El sustantivo universal amor encierra cualidades que sobrepasan las experiencias particulares, pero persisten en la mente de los sujetos, y no como una invención de la imaginación, ni mucho menos con pretensiones lógicas (muchas veces el amor no se enfrasca en estas fronteras), sino como la sustancia de la que está hecho nuestro mundo. La nieve no es toda y puramente blanca, ni ningún ser (humano o animal) es absoluta y completamente cruel o bondadoso.

El amor es una metáfora que nos permite y nos facilita encontrar la vía hacia la democracia, la libertad y la justicia. Entendido así (como metáfora), se convierte en un pensamiento crítico que lucha por definir y develar lo irracional de la racionalidad establecida; la misma que se vuelve en una especie de unidad nacional: todos “pensamos”, decimos y actuamos de la misma forma. Esto último ha sido el logro histórico de la conversión de los valores en cosas materiales. El respeto, la hospitalidad, la fe, la humildad, la tolerancia, la solidaridad se ponen sobre la mesa sólo en términos técnicos, como si fueran elementos de un gran proceso tecnológico. De ahí que uno termine por entender que el ser humano no se convierta en un fin en sí mismo, sino en un medio para; y los valores, que le pertenecen por su misma esencia, pasen al aula de evaluación tecnológica o científica. Por este camino se llega, incluso, a creer ciegamente que la naturaleza humana está destinada a permanecer para siempre de la misma manera.
Y esto, desde mi prejuicio, no corresponde a una noción científica ni mucho menos filosófica. Obedece a la proclamación de una autoridad distinta.

Así no se puede volar, esto es, no se puede amar, porque se termina amando lo que se tiene y no lo que se es.
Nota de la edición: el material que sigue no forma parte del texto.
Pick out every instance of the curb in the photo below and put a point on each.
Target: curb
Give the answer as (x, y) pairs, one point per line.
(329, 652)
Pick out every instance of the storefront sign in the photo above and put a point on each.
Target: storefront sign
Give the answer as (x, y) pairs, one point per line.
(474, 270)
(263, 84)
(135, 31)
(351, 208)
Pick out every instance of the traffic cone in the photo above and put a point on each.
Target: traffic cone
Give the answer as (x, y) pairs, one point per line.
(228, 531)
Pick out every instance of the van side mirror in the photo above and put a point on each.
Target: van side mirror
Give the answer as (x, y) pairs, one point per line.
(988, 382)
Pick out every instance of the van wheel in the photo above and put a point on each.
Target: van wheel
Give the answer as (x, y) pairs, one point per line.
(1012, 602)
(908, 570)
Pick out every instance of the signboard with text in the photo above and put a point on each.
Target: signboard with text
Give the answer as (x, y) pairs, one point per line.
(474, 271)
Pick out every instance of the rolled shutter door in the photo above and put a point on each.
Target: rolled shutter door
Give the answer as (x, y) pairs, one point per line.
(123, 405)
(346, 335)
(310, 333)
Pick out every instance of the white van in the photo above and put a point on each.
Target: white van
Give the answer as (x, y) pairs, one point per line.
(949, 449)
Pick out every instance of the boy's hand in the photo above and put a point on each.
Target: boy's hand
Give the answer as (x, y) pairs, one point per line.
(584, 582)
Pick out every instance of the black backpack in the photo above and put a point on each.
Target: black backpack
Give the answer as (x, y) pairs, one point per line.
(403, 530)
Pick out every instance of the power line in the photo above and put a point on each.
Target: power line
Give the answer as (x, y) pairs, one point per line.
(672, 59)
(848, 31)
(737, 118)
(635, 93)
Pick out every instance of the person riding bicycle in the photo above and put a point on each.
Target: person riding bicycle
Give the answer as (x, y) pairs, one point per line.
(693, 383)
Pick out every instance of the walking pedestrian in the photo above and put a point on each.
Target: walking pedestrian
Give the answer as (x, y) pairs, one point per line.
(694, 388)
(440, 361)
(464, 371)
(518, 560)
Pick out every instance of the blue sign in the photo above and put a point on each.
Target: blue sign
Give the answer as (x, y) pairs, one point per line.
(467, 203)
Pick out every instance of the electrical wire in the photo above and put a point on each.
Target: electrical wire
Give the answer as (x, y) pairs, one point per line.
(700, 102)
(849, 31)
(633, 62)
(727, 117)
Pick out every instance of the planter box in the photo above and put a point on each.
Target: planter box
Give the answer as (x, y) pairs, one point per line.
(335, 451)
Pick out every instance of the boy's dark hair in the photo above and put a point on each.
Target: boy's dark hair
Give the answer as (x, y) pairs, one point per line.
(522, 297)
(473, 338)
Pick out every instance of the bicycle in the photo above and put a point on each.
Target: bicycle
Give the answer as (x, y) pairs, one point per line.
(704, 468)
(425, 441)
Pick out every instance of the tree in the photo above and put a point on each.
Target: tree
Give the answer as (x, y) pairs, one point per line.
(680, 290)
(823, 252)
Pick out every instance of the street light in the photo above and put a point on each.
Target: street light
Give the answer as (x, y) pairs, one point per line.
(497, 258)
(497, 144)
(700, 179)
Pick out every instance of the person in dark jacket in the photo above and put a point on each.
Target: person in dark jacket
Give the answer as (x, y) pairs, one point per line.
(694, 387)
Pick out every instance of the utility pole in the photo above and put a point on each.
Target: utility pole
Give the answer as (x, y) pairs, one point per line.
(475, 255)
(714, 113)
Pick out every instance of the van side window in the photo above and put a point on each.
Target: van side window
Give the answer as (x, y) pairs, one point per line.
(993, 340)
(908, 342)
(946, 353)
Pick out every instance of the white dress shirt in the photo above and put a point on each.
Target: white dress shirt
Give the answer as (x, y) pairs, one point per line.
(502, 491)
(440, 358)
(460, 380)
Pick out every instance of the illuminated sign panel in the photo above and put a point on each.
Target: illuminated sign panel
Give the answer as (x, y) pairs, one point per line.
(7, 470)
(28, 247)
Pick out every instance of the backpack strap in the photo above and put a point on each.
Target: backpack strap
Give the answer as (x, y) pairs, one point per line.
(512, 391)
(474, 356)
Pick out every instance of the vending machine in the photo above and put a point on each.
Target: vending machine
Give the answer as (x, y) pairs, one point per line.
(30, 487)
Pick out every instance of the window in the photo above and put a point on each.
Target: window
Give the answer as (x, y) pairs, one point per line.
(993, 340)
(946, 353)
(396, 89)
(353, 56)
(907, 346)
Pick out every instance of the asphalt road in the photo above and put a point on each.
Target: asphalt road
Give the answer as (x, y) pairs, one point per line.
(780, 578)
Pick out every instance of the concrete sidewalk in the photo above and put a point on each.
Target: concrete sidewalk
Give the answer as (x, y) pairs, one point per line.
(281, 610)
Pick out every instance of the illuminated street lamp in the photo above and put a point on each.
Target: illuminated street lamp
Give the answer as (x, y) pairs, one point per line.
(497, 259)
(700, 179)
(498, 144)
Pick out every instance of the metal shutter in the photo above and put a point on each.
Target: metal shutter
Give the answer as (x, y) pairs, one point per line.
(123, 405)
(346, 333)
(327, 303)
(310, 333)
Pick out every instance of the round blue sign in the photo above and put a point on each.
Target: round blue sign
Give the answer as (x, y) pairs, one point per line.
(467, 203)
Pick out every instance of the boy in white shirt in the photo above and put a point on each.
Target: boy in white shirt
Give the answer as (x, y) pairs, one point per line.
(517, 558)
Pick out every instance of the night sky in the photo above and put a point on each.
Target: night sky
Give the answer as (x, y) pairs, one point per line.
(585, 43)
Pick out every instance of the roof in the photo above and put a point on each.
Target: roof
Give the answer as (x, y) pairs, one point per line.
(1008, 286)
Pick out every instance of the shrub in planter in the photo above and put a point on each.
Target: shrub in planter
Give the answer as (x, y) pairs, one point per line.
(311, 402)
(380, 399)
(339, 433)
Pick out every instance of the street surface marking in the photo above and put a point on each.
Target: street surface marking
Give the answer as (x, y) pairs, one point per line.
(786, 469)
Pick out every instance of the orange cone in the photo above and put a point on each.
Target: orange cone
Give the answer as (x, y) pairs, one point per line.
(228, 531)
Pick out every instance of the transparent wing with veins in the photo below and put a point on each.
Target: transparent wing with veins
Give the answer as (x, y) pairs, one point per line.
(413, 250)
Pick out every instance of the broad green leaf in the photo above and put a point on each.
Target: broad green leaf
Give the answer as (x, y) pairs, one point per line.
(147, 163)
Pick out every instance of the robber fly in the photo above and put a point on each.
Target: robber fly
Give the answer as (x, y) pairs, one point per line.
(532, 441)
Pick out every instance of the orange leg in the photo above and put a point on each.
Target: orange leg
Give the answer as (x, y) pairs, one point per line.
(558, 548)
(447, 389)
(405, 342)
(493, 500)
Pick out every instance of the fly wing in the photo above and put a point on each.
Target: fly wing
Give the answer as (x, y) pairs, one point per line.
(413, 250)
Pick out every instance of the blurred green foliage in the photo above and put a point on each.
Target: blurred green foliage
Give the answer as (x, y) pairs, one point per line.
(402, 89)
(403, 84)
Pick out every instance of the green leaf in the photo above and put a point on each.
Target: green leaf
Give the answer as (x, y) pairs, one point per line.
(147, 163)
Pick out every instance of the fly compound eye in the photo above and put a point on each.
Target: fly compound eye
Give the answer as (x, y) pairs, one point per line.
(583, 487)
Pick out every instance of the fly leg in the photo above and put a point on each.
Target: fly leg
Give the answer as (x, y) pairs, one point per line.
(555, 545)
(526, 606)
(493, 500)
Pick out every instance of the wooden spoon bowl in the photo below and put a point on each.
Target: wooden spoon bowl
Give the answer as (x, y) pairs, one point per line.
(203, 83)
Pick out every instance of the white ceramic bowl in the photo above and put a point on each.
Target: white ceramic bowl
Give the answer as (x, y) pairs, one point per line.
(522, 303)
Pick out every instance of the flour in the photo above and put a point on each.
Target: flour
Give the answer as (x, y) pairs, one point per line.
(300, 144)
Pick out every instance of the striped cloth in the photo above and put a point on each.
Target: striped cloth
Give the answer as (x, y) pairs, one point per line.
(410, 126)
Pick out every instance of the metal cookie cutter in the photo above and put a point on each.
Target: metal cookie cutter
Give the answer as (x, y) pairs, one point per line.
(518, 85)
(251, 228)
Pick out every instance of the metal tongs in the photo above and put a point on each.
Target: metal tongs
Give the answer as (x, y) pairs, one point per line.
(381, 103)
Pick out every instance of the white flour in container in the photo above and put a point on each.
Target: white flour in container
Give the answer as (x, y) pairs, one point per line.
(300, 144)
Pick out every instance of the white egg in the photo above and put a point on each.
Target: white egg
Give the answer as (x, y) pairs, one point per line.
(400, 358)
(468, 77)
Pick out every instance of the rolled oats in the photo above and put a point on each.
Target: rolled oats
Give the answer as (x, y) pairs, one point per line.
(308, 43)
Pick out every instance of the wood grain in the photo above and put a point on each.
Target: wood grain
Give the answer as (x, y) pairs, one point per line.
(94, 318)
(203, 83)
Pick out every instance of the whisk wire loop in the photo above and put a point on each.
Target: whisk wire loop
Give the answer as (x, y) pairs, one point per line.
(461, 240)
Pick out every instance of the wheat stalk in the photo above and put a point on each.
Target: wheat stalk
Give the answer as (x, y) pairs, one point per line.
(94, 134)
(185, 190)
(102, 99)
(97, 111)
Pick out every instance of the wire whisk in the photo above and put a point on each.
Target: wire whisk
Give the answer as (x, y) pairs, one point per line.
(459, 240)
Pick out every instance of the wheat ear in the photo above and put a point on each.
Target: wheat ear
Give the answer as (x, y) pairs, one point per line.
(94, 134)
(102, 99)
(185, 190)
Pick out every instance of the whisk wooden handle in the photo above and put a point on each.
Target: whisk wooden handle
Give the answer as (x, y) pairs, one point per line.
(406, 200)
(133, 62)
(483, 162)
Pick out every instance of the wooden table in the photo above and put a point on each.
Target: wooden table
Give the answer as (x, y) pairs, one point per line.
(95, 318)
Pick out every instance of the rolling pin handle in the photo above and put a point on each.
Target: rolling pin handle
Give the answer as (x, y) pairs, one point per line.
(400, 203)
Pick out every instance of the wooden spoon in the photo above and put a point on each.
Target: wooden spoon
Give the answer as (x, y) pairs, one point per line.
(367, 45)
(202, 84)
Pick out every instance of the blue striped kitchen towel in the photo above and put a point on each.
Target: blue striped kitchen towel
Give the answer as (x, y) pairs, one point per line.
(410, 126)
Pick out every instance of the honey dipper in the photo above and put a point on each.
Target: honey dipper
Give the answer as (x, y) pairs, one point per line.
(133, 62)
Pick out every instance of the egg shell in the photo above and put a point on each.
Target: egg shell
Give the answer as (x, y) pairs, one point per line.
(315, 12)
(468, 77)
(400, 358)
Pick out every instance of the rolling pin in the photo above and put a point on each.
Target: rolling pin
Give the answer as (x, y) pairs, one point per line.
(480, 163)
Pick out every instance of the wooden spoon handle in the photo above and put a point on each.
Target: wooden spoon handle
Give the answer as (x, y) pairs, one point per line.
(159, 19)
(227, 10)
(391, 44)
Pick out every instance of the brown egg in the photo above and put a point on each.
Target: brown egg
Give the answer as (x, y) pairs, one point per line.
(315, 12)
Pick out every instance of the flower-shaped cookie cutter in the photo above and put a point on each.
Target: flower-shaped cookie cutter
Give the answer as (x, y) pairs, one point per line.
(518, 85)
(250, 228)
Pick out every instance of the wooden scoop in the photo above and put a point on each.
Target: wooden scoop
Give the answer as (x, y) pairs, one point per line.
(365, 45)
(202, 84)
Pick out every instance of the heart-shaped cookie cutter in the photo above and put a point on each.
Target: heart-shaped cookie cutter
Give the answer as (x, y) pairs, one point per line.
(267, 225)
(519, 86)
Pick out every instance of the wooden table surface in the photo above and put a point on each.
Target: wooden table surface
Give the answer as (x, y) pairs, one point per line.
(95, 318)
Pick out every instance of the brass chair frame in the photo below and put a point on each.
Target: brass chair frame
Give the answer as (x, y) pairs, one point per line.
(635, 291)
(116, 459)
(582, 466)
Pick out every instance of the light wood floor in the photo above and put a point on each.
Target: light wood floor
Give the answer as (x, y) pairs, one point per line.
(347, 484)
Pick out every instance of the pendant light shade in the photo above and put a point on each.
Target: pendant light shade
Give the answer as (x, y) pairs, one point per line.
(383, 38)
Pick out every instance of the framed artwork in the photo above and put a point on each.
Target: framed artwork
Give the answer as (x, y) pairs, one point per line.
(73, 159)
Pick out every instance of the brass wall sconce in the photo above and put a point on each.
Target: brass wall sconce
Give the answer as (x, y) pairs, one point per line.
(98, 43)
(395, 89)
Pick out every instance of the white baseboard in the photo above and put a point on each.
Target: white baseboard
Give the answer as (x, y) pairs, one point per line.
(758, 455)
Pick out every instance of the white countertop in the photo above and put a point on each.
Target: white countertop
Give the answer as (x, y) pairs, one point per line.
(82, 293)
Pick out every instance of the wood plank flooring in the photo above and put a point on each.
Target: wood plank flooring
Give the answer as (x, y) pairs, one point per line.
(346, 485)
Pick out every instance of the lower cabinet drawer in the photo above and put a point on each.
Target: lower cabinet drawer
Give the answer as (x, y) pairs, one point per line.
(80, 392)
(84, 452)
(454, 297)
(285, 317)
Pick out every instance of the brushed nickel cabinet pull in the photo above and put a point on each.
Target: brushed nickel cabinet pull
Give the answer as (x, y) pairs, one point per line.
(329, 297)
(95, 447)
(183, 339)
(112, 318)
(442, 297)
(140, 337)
De nuevo pregunto: ¿puede una sociedad afirmarse como Estado Social de Derecho si no es capaz de proteger la vida, honra y bienes de los ciudadanos; si no es capaz de garantizarle su libertad, sus sueños y esperanzas, y fomentar en todos los rincones y escenarios el amor?

Creo que una sociedad libre, abierta, se define más por el aumento de sus logros fundamentales que por la autonomía privada; aunque, por supuesto, la ausencia de ésta última bien puede invalidar las más preciadas instituciones de libertad económica y política.

“Solo quien ama vuela…” rezaba el Poeta. Y tenemos que aprender a volar; al fin y al cabo, el cielo se eleva y el aire mueve. Quizás, no lo sé, la supresión del exceso de anuncios y de los medios adoctrinadores de información y diversión, nos sumerjan en un vacío traumático tan terrible, que terminemos por aprovechar la oportunidad de pensar y reconocernos a nosotros mismos y a la sociedad a la que pertenecemos. Quizás si nos privamos de los falsos “padres” y de los arrogantes caudillos, nos veríamos abocados a volver a aprender el abecedario. Amor empieza y se escribe con A.